从void *到int *的无效转换

Question

I have a global variable:

static int *avgg;

In main function:

avgg = mmap(NULL, sizeof *avgg, PROT_READ | PROT_WRITE, 
                MAP_SHARED | MAP_ANONYMOUS, -1, 0);

pid_t  pid, wpid;
int status;

 pid = fork();
 if (pid == 0) {
      avg(argc,argv);
      print_avg();

  }
 else{ 
     while ((wpid = wait(&status)) > 0) {

     }
 cout<<"Parent process";
     print_avg();

By using mmap Im trying to share memory between parent and child process but Im getting error:

invalid conversion from ‘void*’ to ‘int*’ [-fpermissive]
                 MAP_SHARED | MAP_ANONYMOUS, -1, 0);

Answer 1

You're trying to implicitly convert the return value of mmap , which is a void * , into an int * , and your compiler settings don't allow you to do that without an explicit cast.

Try avgg = (int *)mmap(NULL, sizeof *avgg, PROT_READ | PROT_WRITE, MAP_SHARED | MAP_ANONYMOUS, -1, 0);

Answer 2

The documentation clearly states that mmap returns void* , not int* .

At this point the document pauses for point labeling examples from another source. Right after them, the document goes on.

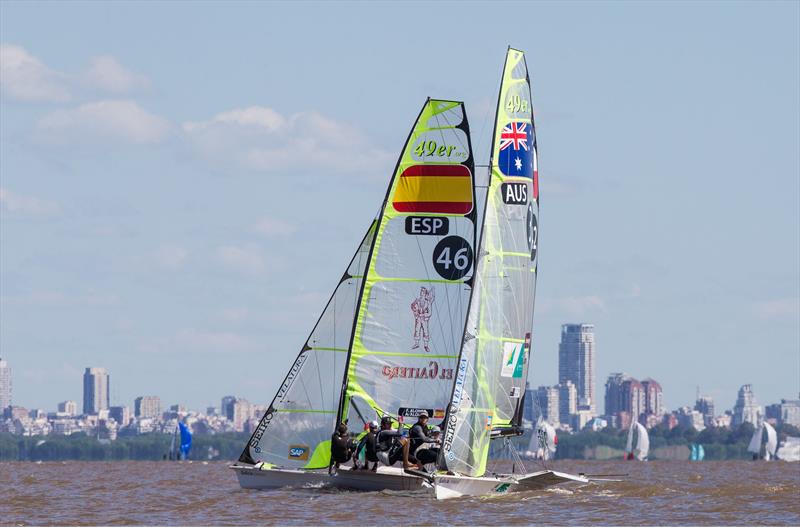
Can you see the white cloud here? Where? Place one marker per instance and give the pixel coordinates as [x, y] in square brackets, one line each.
[197, 341]
[112, 120]
[107, 74]
[171, 256]
[261, 139]
[55, 298]
[783, 308]
[273, 227]
[26, 205]
[246, 259]
[575, 306]
[233, 314]
[24, 77]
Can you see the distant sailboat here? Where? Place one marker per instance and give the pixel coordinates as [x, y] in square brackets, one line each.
[789, 449]
[181, 443]
[698, 452]
[767, 451]
[642, 442]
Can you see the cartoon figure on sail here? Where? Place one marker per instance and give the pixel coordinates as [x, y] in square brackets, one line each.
[421, 307]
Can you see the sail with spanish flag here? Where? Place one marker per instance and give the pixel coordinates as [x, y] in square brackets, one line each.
[410, 320]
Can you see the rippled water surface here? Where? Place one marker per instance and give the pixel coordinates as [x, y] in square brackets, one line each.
[154, 493]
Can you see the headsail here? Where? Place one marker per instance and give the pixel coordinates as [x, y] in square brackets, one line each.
[410, 319]
[296, 428]
[493, 366]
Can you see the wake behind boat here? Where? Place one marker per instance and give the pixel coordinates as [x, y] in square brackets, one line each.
[432, 315]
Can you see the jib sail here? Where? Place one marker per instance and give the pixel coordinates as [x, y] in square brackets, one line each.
[411, 316]
[296, 429]
[488, 392]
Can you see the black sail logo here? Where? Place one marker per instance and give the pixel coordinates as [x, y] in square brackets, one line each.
[514, 193]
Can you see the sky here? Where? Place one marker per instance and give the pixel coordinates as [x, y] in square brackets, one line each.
[181, 184]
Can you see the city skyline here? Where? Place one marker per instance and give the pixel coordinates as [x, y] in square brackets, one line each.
[178, 209]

You may convert the former to the latter if you are sure that your data are compatible , but you'll need a cast to do so because no matching implicit conversion exists.

Answer 3

Hi you can fix this problem with this code segment :

 int file_descriptor = shm_open("/test_shared_memory", O_CREAT | O_RDWR, S_IRUSR | S_IWUSR);
 void *address = mmap ( NULL, size, PROT_READ | PROT_WRITE , MAP_SHARED, file_descriptor, 0);
 // For checking that the address mapped correctly or not.
 if (address == MAP_FAILED) {
    printf("Memory map failed. :(");
    return (EXIT_FAILURE);
 }

Thanks.